In my humble opinion *CWMU should be shut down!* The intended purpose for PHU's now CWMU was to allow a private place for wildlife to winter and prosper thus allowing a surplus of game to spill over on to public land and allow private property owners a way to capitalize on their cooperation with a state agency. Again in my opinion Utah hunters have too many National Parks and CWMUs are just one more excuse for limiting public hunting opportunities and miss use of public property and state owned wildlife. Look at how fast and by whom all of our state schools trust lands have been gobbled up? Try hunting Range Creek and see how 800, 000 bucks of sportsman's money was put into to allow sportsman the opportunity to hunt millions of acres of public land, land-locked by a few property owners, only to have the place put in to a restrictive state park and an open play ground for the rich and famous to snub their noses at John Q public while buying up school trust lands for pennies on the dollar and having the government and Sportsman's groups bow at their feet. No thanks! I think that CWMU need to have their wings clipped just like the rest of us have to pay the price&#8230;.
Big


----------



## middlefork (Nov 2, 2008)

All things being equal I would rather be able to choose my own style, time and location to hunt rather than have someone else determine it. That being said I think that most of the better CWMU's for deer that treat the public hunters right are the ones that are more difficult to draw.
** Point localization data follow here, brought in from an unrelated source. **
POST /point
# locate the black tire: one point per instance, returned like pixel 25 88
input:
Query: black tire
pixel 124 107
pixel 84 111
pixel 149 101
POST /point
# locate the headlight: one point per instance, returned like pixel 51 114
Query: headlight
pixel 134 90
big don't hold back tell us how you really feel


----------



## bigbr (Oct 24, 2007)

middlefork said:


> big don't hold back tell us how you really feel


Yes, middlefork, you are right I got carried away again!

There are some great CMWU operators out there that have given far more than they have or will ever take, like the Jensen family who have put more into conservation than people will ever know. Shane Ford is another ethical operator who bends over backwards to give a guy (public hunter) a quality experience. I guess that I have just seen more CWMU operations that have every intention to win at all cost to the public. Improperly marked unit boundaries, public road closures, chasing hunters and game off public land, Over grazing on public land boundaries etc.. The brunt of my post should read, "CWMU operations need to share in the lost opportunity to hunt mule deer."
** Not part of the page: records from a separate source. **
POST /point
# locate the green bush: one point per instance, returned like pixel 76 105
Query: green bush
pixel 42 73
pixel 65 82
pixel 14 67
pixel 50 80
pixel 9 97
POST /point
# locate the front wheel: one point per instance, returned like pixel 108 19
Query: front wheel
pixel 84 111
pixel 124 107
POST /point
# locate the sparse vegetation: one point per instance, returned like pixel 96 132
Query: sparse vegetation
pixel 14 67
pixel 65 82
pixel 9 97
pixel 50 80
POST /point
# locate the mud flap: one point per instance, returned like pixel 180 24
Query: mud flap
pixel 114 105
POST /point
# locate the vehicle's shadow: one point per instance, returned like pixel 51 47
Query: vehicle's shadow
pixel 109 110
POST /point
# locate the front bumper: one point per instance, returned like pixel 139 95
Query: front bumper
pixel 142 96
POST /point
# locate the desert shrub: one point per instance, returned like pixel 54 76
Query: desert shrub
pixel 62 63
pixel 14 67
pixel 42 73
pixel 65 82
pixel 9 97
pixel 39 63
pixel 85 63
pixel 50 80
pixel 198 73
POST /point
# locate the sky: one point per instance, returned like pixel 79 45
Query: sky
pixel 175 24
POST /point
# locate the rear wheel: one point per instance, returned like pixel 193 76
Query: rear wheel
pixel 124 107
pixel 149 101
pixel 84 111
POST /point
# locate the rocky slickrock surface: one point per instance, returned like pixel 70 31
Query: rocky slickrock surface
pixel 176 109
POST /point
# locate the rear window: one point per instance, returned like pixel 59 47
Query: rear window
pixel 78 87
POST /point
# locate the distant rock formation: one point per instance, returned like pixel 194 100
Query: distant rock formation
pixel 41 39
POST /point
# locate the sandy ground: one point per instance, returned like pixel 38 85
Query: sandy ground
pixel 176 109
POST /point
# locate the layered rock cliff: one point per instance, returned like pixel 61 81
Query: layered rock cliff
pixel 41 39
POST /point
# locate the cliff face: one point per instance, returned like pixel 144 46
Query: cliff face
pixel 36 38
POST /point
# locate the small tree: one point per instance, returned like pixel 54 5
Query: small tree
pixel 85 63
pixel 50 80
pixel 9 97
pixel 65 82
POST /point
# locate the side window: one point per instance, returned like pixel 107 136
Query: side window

Pack Out, Will you ever forgive me?........Big


----------



## Blanding_Boy (Nov 21, 2007)

Interesting how this got to be another bash CWMU post.

To answer your question it comes down to research, how much time you can spend, and what you are comfortable with. I know many guys love them and others don't. I think if you did some research besides here and monster muleys you might find some different opinions. Guys that really know what they are like don't tell others--its their little secret.

Now to set the record. All CWMUs have to allow a public hunter a minimum of 5 days to hunt bucks and bulls. All dates that the public are allowed to hunt are listed on the UDWRs web page.

Big--please tell me where you got this... "The intended purpose for PHU’s now CWMU was to allow a private place for wildlife to winter and prosper thus allowing a surplus of game to spill over on to public land and allow private property owners a way to capitalize on their cooperation with a state agency." 

That is simply not the case. Many CWMUs are not even on winter range. If you are going to state something like this please get your facts straight.

CWMUs continue to take a beating and will I guess as long as folks continue to read half truths and are miss lead about what they really are and what purpose they really serve. 

Truth is overall CWMUs have a higher hunter satisfaction index than the LE units.

Truth is, many guys have great experiences. Truth is many of the biggest animals that are killed every year on CWMUs are taken by public hunters. Just because one has a bad experience or knows someone that has doesn't mean the program is bad or should be shut down if this were the case the San Juan elk hunt would be shut down this year and many other of our best elk units because guys had bad experiences. 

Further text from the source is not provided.